I found a post referencing a similar issue, but I did not really understand the “solution” there, and there are phrases like “I guess”, “it seems” etc., so no definitive answer. But it indicates that this is maybe expected behavior.

Anyway, from the point of view of a person new to cudaMallocAsync, this can be very unexpected, and this behaviour should at leas be explicitly mentioned in the programming guide and/or the documentation.

Thanks,

Jakub


edit:

From the cudaMallocAsync blog post:

If a memory allocation request made using cudaMallocAsync can’t be serviced due to fragmentation of the corresponding memory pool, the CUDA driver defragments the pool by remapping unused memory in the pool to a contiguous portion of the GPU’s virtual address space.

This text indicates that what I observe is actually bug behavior, and not expected.


another edit:

So I played with it for a while, and the issue seems to actually be with how the memory pool is (not) extended, as was mentioned in the post I mentioned. Per my observation and the response in the post, the pool cannot extend itself. If there are 10GB of free memory remaining in the pool, but an allocation requires 12GB, the pool is extended by another 12 GB, instead of only 2GB.

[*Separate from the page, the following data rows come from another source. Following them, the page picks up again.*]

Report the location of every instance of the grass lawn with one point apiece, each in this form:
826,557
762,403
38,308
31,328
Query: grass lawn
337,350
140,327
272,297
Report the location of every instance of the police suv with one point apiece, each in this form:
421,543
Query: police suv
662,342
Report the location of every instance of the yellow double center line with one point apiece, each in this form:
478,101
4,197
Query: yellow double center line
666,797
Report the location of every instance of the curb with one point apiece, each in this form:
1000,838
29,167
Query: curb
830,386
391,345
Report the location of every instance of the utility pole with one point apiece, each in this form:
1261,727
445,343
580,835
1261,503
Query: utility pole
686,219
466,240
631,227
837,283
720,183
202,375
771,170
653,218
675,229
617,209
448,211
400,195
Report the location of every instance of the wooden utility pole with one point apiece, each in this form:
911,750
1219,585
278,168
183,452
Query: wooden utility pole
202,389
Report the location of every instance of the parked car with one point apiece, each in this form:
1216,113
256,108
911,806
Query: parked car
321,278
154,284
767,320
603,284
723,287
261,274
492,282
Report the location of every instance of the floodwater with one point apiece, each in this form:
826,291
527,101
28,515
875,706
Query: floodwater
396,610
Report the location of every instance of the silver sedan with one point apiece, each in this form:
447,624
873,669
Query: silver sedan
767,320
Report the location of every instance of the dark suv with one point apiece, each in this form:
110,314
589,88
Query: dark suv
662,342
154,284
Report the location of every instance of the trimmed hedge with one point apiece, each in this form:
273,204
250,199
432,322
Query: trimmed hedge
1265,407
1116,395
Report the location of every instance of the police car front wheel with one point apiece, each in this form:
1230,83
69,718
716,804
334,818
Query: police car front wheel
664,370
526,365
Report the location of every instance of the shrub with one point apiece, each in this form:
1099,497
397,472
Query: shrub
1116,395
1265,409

Per my observation, if the pool has extended e.g. from 10GB by 20 GB to 30GB, a 30GB allocation then succeeds without an issue, so the pool seems to not be fragmented, it just grows weird.

And for a workaround, querrying how much free memory is available and alloc-free-ing 99 % of that amount at the start of the program fixes the strange behavior.

Another observation (on a 40GB GPU):

alloc(30) to create a 30-GB mempool
free(30)
alloc(10), will be at the start of the pool
alloc(15), will be in the middle of the pool
free(10)
current pool (virtual addresses): | 10GB free | 15GB occupied | 5GB free
alloc(12), fails, even though there are 15 GB in the pool and 25GB total free

So fragmentation is actually an issue. This seems to contradict what I cited from the cudaMallocAsync blog post.

My main issue here is - from the programming guide and the blog post, cudaMallocAsync looks like a silver bullet that solves all your problems. But the drawbacks I just experienced are not mentioned anywhere.

The memory reuse was the main thing I needed from cudaMallocAsync, but it failed me bad.

1 Like

Disclaimer: I replied in the linked post, and talking about memory pool internals is still just my guess work.

Another work-around for this behavior is to synchronize the stream after deallocation.

This probably guarantees to the pool that the physical memory is no longer accessed by the GPU and could safely be remapped if necessary.